Finally, a history of the full processing with xcms is available as metadata in the SummarizedExperiment.

metadata(res)
## [[1]]
## Object of class "XProcessHistory"
##  type: Peak detection 
##  date: Sun Dec 15 19:34:23 2024 
##  info:  
##  fileIndex: 1,2,3,4,5,6,7,8 
##  Parameter class: CentWaveParam 
##  MS level(s) 1 
## 
## [[2]]
## Object of class "XProcessHistory"
##  type: Peak refinement 
##  date: Sun Dec 15 19:34:26 2024 
##  info:  
##  fileIndex: 1,2,3,4,5,6,7,8 
##  Parameter class: MergeNeighboringPeaksParam 
##  MS level(s) 1 
## 
## [[3]]
## Object of class "XProcessHistory"
##  type: Peak grouping 
##  date: Sun Dec 15 19:34:42 2024 
##  info:  
##  fileIndex: 1,2,3,4,5,6,7,8 
##  Parameter class: PeakDensityParam 
##  MS level(s) 1 
## 
## [[4]]
## Object of class "XProcessHistory"
##  type: Retention time correction 
##  date: Sun Dec 15 19:34:43 2024 
##  info:  
##  fileIndex: 1,2,3,4,5,6,7,8 
##  Parameter class: PeakGroupsParam 
##  MS level(s) 1 
## 
## [[5]]
## Object of class "XProcessHistory"
##  type: Peak grouping 
##  date: Sun Dec 15 19:34:50 2024 
##  info:  
##  fileIndex: 1,2,3,4,5,6,7,8 
##  Parameter class: PeakDensityParam 
##  MS level(s) 1 
## 
## [[6]]
## Object of class "XProcessHistory"
##  type: Missing peak filling 
##  date: Sun Dec 15 19:34:57 2024 
##  info:  
##  fileIndex: 1,2,3,4,5,6,7,8 
##  Parameter class: ChromPeakAreaParam 
##  MS level(s) 1

This same information can also be extracted from the xcms result object using the processHistory() function. Below we extract the information for the first processing step.

processHistory(faahko)[[1]]
## Object of class "XProcessHistory"
##  type: Peak detection 
##  date: Sun Dec 15 19:34:23 2024 
##  info:  
##  fileIndex: 1,2,3,4,5,6,7,8 
##  Parameter class: CentWaveParam 
##  MS level(s) 1

These processing steps contain also the individual parameter objects used for the analysis, hence allowing to exactly reproduce the analysis.

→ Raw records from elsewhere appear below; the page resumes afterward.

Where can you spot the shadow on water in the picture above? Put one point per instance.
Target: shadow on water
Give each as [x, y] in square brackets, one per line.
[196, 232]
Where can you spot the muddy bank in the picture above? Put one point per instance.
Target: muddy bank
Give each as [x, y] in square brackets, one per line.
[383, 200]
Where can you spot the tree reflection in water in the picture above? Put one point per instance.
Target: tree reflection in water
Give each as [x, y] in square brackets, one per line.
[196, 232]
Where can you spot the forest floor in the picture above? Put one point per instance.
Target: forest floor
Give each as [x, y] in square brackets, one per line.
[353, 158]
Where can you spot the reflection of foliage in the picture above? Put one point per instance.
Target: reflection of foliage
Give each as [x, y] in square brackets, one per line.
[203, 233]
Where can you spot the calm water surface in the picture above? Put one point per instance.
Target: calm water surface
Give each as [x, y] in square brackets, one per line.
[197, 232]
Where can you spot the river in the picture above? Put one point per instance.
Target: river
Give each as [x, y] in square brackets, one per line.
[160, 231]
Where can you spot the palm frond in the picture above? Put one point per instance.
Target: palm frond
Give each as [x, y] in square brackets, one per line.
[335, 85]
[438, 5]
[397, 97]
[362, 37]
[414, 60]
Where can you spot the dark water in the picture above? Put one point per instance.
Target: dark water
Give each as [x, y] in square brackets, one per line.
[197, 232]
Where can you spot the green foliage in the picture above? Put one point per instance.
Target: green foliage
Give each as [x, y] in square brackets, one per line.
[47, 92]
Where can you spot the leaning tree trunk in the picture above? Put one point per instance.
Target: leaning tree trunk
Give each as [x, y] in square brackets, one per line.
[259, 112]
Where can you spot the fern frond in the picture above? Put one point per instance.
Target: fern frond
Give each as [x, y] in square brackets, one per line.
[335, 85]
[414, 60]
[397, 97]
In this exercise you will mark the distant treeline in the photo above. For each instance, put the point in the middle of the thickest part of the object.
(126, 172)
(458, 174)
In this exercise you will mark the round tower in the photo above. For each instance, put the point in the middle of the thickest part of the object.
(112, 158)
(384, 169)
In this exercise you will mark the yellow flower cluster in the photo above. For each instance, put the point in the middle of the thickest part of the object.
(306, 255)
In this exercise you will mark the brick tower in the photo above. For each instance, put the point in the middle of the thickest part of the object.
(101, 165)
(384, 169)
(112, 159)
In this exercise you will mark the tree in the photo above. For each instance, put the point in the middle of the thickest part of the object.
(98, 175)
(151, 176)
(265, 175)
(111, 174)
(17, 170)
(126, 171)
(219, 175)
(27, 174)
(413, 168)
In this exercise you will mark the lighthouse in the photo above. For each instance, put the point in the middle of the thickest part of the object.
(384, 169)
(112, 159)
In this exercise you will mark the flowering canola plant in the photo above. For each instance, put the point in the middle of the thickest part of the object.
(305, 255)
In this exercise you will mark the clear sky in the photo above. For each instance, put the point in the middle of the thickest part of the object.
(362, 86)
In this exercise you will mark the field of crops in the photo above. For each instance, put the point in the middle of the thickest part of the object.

processHistory(faahko)[[1]] |> processParam()
## Object of class:  CentWaveParam 
##  Parameters:
##  - ppm: [1] 25
##  - peakwidth: [1] 20 80
##  - snthresh: [1] 10
##  - prefilter: [1]    6 5000
##  - mzCenterFun: [1] "wMean"
##  - integrate: [1] 1
##  - mzdiff: [1] -0.001
##  - fitgauss: [1] FALSE
##  - noise: [1] 5000
##  - verboseColumns: [1] FALSE
##  - roiList: list()
##  - firstBaselineCheck: [1] TRUE
##  - roiScales: numeric(0)
##  - extendLengthMSW: [1] FALSE
##  - verboseBetaColumns: [1] FALSE

At last we perform also a principal component analysis to evaluate the grouping of the samples in this experiment. Note that we did not perform any data normalization hence the grouping might (and will) also be influenced by technical biases.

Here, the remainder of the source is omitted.